Mateusz and Konrad Tomaszkiewicz, lead quest designer and game director respectively, list various types of open-world game, including GTA-style sandbox titles, before explaining why Piranha Bytes' Gothic series is the most apt comparison. “It's most similar to our game, I think,” Mateusz says. “A quite perfect combination of storyline and freedom in the open world. It's quite similar, the Gothic series, in terms of quest design and how we organise the story, but our game has a very, very big landscape and Gothic locations were open world...” “...on a smaller scale,” Konrad finishes.
We've written about the size of The Witcher 3's open world in past issues, but it's the detail of that landscape more than the scale that feels unprecedented.
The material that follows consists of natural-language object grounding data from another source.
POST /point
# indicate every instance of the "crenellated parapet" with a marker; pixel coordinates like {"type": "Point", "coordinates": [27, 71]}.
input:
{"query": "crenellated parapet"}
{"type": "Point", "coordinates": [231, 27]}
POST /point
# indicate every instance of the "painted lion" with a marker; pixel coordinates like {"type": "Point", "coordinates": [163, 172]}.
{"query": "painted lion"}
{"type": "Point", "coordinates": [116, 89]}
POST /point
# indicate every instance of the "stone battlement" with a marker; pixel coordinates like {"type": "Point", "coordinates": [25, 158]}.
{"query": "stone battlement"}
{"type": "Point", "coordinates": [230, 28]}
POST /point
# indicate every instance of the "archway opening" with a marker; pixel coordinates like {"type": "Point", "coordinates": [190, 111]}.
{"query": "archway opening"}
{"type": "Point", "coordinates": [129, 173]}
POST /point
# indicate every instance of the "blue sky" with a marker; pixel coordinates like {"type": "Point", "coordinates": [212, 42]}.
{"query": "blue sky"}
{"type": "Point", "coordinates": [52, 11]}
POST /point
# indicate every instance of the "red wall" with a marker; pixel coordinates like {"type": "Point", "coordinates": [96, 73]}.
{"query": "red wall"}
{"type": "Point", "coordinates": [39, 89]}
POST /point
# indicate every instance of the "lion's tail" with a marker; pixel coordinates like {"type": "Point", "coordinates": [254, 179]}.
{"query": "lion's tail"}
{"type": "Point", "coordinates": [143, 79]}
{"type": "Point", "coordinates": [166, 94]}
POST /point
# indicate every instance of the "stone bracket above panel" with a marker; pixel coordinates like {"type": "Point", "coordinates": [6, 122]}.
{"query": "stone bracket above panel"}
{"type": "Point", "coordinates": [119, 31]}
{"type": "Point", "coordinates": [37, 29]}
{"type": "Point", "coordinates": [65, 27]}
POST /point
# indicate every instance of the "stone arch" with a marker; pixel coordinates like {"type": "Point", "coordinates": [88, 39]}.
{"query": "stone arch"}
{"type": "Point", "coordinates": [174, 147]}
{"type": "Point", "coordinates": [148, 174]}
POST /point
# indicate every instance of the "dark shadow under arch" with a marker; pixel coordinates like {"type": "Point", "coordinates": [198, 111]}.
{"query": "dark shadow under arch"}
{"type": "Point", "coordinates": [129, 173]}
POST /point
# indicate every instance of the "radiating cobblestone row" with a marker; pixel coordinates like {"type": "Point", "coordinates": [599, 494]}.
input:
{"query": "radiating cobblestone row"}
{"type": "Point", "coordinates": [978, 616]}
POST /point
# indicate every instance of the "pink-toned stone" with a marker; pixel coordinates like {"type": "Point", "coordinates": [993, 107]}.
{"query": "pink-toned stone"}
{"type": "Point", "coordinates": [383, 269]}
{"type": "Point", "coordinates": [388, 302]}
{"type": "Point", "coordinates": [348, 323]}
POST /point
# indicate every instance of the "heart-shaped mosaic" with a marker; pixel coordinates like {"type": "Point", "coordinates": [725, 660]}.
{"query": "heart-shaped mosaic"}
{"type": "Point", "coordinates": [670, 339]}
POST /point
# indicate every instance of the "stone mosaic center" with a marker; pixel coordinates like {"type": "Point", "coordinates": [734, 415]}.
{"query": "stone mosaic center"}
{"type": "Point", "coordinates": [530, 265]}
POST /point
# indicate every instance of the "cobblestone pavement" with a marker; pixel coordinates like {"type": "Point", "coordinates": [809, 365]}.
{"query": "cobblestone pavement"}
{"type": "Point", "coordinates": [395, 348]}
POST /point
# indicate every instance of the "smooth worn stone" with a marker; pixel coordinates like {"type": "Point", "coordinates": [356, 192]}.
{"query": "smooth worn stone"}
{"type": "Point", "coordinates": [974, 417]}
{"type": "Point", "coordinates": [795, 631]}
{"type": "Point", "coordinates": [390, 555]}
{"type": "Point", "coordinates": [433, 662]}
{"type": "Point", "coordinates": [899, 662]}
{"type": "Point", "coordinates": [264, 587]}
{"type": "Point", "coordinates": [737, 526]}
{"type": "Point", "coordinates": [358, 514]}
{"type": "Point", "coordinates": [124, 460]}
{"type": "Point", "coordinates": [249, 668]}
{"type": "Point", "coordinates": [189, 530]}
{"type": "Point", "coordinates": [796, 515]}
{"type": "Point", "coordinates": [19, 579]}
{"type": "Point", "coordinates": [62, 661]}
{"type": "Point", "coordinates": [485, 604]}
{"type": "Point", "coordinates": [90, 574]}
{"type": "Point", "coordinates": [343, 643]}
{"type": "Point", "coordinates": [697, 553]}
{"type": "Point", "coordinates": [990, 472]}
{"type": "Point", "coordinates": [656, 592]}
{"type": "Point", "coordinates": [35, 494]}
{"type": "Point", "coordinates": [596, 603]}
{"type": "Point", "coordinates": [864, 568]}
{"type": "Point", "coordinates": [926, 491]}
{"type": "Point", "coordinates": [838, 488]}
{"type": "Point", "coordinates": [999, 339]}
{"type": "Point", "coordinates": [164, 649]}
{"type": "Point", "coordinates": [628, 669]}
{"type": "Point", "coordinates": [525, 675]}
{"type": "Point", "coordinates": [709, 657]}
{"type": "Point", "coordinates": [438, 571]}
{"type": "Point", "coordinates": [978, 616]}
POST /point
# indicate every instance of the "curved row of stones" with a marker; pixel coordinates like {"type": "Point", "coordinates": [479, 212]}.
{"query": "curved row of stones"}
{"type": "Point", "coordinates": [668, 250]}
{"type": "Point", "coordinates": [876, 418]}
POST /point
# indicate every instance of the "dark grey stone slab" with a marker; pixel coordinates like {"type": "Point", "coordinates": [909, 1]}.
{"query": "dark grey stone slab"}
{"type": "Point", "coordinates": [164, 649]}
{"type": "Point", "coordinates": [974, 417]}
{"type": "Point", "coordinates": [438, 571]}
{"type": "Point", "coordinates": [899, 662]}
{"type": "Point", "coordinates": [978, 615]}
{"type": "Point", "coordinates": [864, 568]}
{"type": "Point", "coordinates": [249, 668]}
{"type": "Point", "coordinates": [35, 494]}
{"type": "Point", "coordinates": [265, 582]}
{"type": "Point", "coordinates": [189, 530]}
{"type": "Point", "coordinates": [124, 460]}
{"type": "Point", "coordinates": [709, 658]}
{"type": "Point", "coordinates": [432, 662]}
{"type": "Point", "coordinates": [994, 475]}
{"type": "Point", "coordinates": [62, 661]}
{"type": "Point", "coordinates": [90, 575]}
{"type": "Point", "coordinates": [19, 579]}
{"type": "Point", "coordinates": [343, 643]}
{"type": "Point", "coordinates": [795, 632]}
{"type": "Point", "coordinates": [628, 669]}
Individual blades of grass swaying in the wind, the animation quality of the creatures that bound at Geralt in battle, the sparks flying from his hand during a fire spell and the time-lapse effect of dramatic skies tearing over the monster-killer as he meditates. A lesser PC stands no chance here, and it's not just pretty effects that make The Witcher's world so enticing. The way the game's three regions are shaped by various portions of European mythology and history promise a coherent but still unusual dark fantasy world.
“We have to plan how to cover this big open world with content, which is not easy, because as you know there are some problems with that in openworld games,” Mateusz says. “We want to give worthwhile content to the players in the open world. We have to think about how to avoid repetitive quests, we have to think about how to fill this huge landscape with quests that you will notice and take part in, we have to make the main storyline easy to come back to if you delve into the sidequests, which might be difficult for some players.”
Various activities fill the world outside of the main story, including monster-hunting quests where Geralt plies his trade. Far from the typical open-world filler of recycled character models, these creatures require tracking and hunting down, and each has a backstory. “They involve hunting legendary creatures,” Mateusz says. “They should be tougher to beat than normal opponents. Each encounter contains a unique creature and each of those hunts is unique. They're not repeatable, in the sense that they each have their own plot. You can expect each settlement will have at least one of them, if not more.”
Such 'legendary' creatures can add mythic depth to open-world games, like Skyrim's legendary dragons or Red Dead Redemption: Undead Nightmare's Bigfoot and Chupacabra hunts, where finding them is as much a challenge as killing them. In some cases the idea is to evoke medieval urban legends with the hunts – such tales were the source of several creature ideas for CD Projekt Red's artists. “There were hundreds of Slavic monsters invented in medieval times, and they're all connected to some weird things that couldn't be explained,” says lead character artist Pawel Mielniczuk. He cites the Leshen – the disturbing humanoid tree spirit shown off at E3 – as an example of this inspiration. “The name was quite unique, and we're trying to apply some kind of visual style to how cool the name is. It sounds cool in Polish. I'm not sure if it sounds cool in English.”
Inspiration emerges from other unlikely sources. “I'm not sure I can talk about different games,” Mielniczuk laughs. “But for me personally I love the monsters in Castlevania. They were quite unique, and this game was quite inspiring for me, for example, because these weren't the sort of monsters you'd find in Western games. We're trying to avoid zombies and generic alien things.” When the team needs a specific creature for a quest, the artists work with the quest designers to figure that out. “If the creature has its own unique quest, we need to talk to the people on the quest team.”